Invece quel gonfiore era un tumoraccio di quelli bastardi bastardi al fegato. 
E in un mese lo fece. 

Al funerale non ci andai perché non ci vado quasi mai, ma mi hanno raccontato che la gente che lo conosceva stava un sacco triste ma se qualcuno scattava a dire una storia di Jack dopo un po' era impossibile a scacciare il demone naturale della risata. 
Comunque lui era consapevole di essere lo zio matto perché dacché ero piccolo veniva a casa, mi pigliava in braccio a capretto, come si dice da me, cioè con me che stavo cavalcioni sulla sua testa, e diceva io sono lo zio matto.
Gli zii matti di solito hanno una moglie santa (o non ce l'hanno per niente). Così anche il mio: aveva una moglie santa, una che doveva sempre mettere le toppe da ogni parte. Dai rapporti sociali a quelli finanziari. Vabbè, è così che vanno certe cose. 
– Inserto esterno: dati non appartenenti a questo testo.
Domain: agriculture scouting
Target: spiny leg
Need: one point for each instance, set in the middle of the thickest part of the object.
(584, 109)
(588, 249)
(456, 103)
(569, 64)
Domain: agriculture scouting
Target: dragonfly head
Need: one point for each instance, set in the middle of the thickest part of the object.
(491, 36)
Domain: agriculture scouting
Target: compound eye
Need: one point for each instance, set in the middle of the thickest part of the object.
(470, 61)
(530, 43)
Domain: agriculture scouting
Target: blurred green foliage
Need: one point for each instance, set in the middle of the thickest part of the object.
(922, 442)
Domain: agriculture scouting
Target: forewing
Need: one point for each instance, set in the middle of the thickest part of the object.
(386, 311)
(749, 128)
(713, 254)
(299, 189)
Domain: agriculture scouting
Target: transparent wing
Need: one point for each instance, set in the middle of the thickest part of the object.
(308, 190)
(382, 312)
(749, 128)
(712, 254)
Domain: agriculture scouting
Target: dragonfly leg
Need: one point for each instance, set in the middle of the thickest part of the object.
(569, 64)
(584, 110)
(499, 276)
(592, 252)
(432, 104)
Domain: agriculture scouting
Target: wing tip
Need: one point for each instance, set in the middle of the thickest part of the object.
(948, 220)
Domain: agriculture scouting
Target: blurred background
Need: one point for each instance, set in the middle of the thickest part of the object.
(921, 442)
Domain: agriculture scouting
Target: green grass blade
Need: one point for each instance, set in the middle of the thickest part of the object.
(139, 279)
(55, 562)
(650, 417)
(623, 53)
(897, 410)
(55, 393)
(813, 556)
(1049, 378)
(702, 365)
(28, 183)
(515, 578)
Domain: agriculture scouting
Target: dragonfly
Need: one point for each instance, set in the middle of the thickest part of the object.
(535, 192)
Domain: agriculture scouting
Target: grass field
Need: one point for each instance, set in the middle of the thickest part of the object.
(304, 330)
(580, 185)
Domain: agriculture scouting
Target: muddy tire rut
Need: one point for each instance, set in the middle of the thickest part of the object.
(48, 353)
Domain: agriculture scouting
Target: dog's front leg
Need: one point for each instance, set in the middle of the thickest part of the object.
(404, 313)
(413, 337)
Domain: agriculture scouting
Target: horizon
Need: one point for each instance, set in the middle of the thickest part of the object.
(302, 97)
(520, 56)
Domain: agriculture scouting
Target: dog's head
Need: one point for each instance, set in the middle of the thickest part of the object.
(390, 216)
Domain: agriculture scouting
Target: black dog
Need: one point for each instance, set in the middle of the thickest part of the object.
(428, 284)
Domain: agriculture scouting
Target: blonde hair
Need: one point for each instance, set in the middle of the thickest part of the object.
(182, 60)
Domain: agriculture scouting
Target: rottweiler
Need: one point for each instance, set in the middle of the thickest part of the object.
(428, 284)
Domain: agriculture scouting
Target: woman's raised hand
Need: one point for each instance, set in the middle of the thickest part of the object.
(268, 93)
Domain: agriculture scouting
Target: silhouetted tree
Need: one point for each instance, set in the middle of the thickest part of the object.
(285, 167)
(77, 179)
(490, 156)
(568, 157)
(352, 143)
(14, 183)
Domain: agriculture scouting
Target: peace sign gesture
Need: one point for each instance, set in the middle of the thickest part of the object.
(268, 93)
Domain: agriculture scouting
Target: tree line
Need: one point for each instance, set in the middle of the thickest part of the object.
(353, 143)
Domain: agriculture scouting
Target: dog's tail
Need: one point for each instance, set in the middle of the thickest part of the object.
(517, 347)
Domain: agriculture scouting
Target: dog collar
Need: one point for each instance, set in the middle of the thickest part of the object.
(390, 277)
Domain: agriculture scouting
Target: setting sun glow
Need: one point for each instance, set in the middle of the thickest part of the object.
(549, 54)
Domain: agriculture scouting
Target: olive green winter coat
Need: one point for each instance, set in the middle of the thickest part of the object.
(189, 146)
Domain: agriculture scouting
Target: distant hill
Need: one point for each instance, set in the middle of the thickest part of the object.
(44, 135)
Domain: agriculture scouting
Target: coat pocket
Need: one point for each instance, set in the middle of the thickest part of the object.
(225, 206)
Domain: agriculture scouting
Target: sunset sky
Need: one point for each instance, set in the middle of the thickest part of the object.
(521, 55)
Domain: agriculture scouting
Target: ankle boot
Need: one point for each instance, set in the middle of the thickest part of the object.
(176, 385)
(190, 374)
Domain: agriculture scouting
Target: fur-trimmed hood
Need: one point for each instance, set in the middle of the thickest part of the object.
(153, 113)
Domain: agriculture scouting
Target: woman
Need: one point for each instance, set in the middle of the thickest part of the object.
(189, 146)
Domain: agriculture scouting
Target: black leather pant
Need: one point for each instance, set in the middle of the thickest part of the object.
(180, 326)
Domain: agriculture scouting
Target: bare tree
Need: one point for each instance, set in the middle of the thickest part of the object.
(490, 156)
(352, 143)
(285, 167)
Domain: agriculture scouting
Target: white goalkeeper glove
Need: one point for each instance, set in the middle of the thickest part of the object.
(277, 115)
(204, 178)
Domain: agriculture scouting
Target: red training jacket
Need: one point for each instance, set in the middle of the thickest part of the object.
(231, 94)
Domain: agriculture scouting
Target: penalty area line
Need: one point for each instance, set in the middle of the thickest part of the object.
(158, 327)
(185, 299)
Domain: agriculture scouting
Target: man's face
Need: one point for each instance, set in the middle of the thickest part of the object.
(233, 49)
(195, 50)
Lo zio matto nelle società occidentali era il simbolo di libertà in un consorzio famigliare piatto, quotidiano, ripetibile. Oggi i nostri bambini certe cose non le sanno e sono costretti a imparare prima dal vivo l'erotismo e la pornografia e poi i sogni che essi molto limitatamente emanano, perché lo zio matto e lo zio porco scomparendo hanno cessato la loro funzione sociale che era una funzione prima di tutto immaginativa e morale. 
'Fate i sogni, no l'amore', sembravano raccomandarci i nostri zii matti. 
L'amore d'altronde sono buoni tutti a farlo, ma i sogni?


Ps: avrei quasi la voglia di farmi brevettare un bambolotto a carica che invece di dire ciao come stai buonanotte ti voglio bene, insegnasse ai bambini le parolacce che gli zii matti non possono più insegnargli. L'unica paura è che con una società così degradata come la nostra, non li comprerebbe nessuno.